Aptly for af Ekenstam, one of Cologne’s musical children was some-time Elektra signee Nico, who was born in the city 80 years ago and died 30 years ago. The anniversaries are marked by concerts from Nico-simpatico female artists at the design museum MAKK. KÁRYYN, from Los Angeles, was a highlight with her drifting, eerie, operatic compositions with their nods towards the disassociated sensibilities of black-and-white vintage David Lynch. MAKK is also holding a superb in-full exhibition of the surprisingly numerous album sleeves designed by Andy Warhol – did anyone know he began such work in 1949 with an album of the music heard in Eisenstein’s Alexander Nevsky? As well as the concerts, Nico is celebrated by a special section of the exhibition and, more informally, in the less lofty surroundings of the congenial brauhaus Päffgen – run by the eponymous brewing dynasty of which she was part.
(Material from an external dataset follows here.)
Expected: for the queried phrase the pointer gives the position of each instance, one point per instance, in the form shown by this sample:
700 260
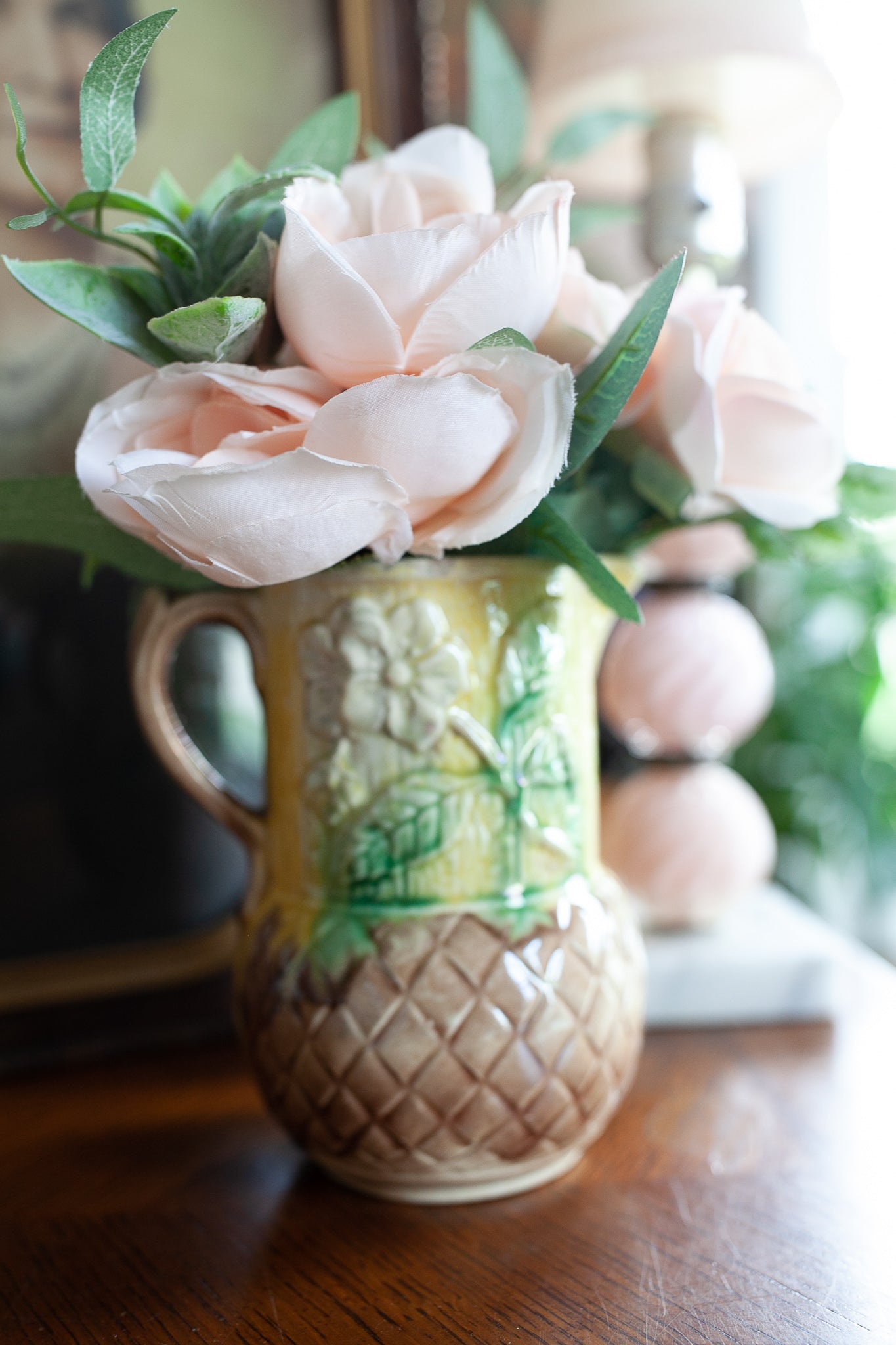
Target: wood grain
744 1193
Nico was a free spirit, and the notion returns – if borders become less easy to cross, will EU citizens bother exporting their art to the UK? Before she hooked up with Warhol and the Velvet Underground, Nico was in Britain in 1965 and issued a single on Rolling Stones’ manager Andrew Loog Oldham's Immediate label. Could this happen after Brexit? An opportunity came to put such considerations to another Brit abroad. Lord Timothy Clement-Jones (pictured below left), the Liberal Democrat’s spokesman on the digital economy is also in Cologne, taking part in a discussion on Brexit and its potential implications for the music business.

c o Pop 2018_Lord Timothy Clement-Jones_®Anna JauissleAlthough he is plain-speaking and has an enthusiastic manner, a talk with Tim proved unsurprisingly sobering. “All the impact is happening our side of the Channel,” he declares about Brexit. “We’re the ones who are not going to be able to tour Europe unless there are reciprocal agreements. Club owners may regret not having British acts but they’ll make agreements and find, say, Dutch bands. We are the ones who have shot ourselves in the foot, which is why very very few people in the British music industry are pro Brexit.”

“There will be a slow attrition,” continues Tim. “We have a fantastic interchange with the EU in all our creative industries. The status quo prevails for the moment but if artists can’t move back and forth easily, London, Liverpool, the rest of the UK, will not be as attractive. Our creative industries will be less attractive. People will move to Berlin, other European cities. It doesn’t mean to say that the Brexiteers are cultural philistines, they might see Klemperer but they don’t understand the implications for our creative industries whether its gaming, broadcasting, film, music. The recent government White Paper does talk about reciprocal rights, so there’s a glimmering that solutions are going to be sought during negotiations. I’m not an optimist about Brexit, but I can see a little tip of a cultural iceberg. I’m hoping that minds will be concentrated as we get closer to Brexit.”

Let’s hope so. There are many things in the world right now which are depressing, many things to worry about and too much needless animosity, negativity and uncertainty, but within this maelstrom do we really need to risk imperilling mutually beneficial cultural exchanges between ourselves, in the UK, and continental Europe? At c/o Pop, aspects of what could be lost in just one cultural sector are brought into sharp focus.